- Location: Fulton / Schuyler counties, Illinois, U.S.
- Nearest city: Astoria, Illinois
- Coordinates: 40°12′05″N 90°11′30″W﻿ / ﻿40.20139°N 90.19167°W
- Area: 2,247 acres (909 ha)
- Established: 1947
- Governing body: Illinois Department of Natural Resources

= Anderson Lake State Fish and Wildlife Area =

State park in Illinois, United States

Anderson Lake State Fish and Wildlife Area is an Illinois state park on 2247 acre in Fulton County, Illinois, United States. A small part at the southern end extends into Schuyler County. Anderson Lake is located in the area.

== Natural features ==
This west floodplain lake receives overflow waters from the Illinois River. The Anderson lake has a surface area of 1,134 acre with an average depth of 4 ft and a maximum depth of 6 ft with 9.1 mi shore is surrounded by bottomland forest.

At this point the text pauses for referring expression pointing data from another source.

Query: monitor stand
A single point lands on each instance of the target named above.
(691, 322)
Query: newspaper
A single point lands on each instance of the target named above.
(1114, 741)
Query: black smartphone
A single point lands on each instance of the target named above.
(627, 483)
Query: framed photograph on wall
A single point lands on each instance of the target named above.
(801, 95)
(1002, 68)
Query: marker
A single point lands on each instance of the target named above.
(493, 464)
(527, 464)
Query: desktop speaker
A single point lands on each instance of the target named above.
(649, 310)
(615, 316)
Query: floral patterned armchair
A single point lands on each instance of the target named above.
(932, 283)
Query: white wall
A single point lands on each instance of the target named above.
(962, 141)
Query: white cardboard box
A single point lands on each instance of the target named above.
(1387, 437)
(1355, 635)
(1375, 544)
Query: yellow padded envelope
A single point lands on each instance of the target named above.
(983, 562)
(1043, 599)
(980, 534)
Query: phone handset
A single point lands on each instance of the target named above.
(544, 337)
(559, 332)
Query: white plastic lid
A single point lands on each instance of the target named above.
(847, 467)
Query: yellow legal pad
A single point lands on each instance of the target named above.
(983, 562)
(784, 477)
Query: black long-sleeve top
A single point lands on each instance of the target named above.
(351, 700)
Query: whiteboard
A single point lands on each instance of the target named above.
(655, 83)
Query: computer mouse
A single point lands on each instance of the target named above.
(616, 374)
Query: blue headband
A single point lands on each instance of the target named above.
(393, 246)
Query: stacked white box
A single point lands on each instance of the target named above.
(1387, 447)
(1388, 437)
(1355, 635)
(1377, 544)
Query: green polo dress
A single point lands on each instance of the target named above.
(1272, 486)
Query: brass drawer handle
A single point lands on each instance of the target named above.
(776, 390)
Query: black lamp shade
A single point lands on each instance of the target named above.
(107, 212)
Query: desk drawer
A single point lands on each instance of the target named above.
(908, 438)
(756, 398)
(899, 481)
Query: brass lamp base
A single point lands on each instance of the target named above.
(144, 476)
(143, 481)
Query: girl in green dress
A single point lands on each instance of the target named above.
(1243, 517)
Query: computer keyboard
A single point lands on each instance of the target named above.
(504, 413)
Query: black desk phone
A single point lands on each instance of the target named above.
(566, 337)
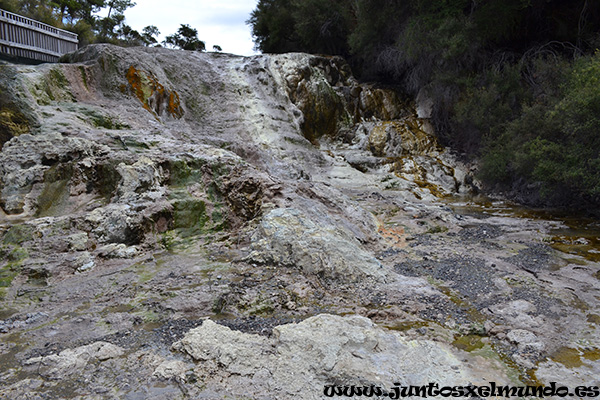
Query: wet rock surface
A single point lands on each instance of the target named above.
(190, 225)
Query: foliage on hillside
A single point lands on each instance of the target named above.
(511, 80)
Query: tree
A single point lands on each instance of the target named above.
(149, 35)
(186, 38)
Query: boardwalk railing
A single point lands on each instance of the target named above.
(22, 37)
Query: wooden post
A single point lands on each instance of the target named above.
(26, 38)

A levee constructed in 1980 separates Anderson Lake from Carlson Lake, a smaller 231 acre lake to the south that serves as a waterfowl refuge area. Carlson Lake is drained in the spring to plant food for ducks, then flooded in the fall during migration season to attract waterfowl.

=== Flora ===
The site is primarily bottomland forest. Tree species include: silver maple, cottonwood, black willow, tulip poplar, black walnut, red maple, and American sycamore.

=== Fauna ===
Bird species include: mallard, wood duck, bald eagles, American white pelicans, American robin, cedar waxwing, chipping sparrow, osprey, red-tailed hawks, and purple martins.

== History ==
Anderson Lake SFWA was once a private duck-hunting club. The Anderson Lake and adjacent Carlson Lake area were purchased by the state in 1947, managed by the Illinois Department of Natural Resources (IDNR).

== Recreation ==
Anderson Lake has boat docks and two public boat ramps. Tent and trailer camping is available at Class C sites. Two picnic shelters and picnic tables are available. Hunting is permitted on 1900 acre for waterfowl, doves, deer, rabbit, quail, and squirrel.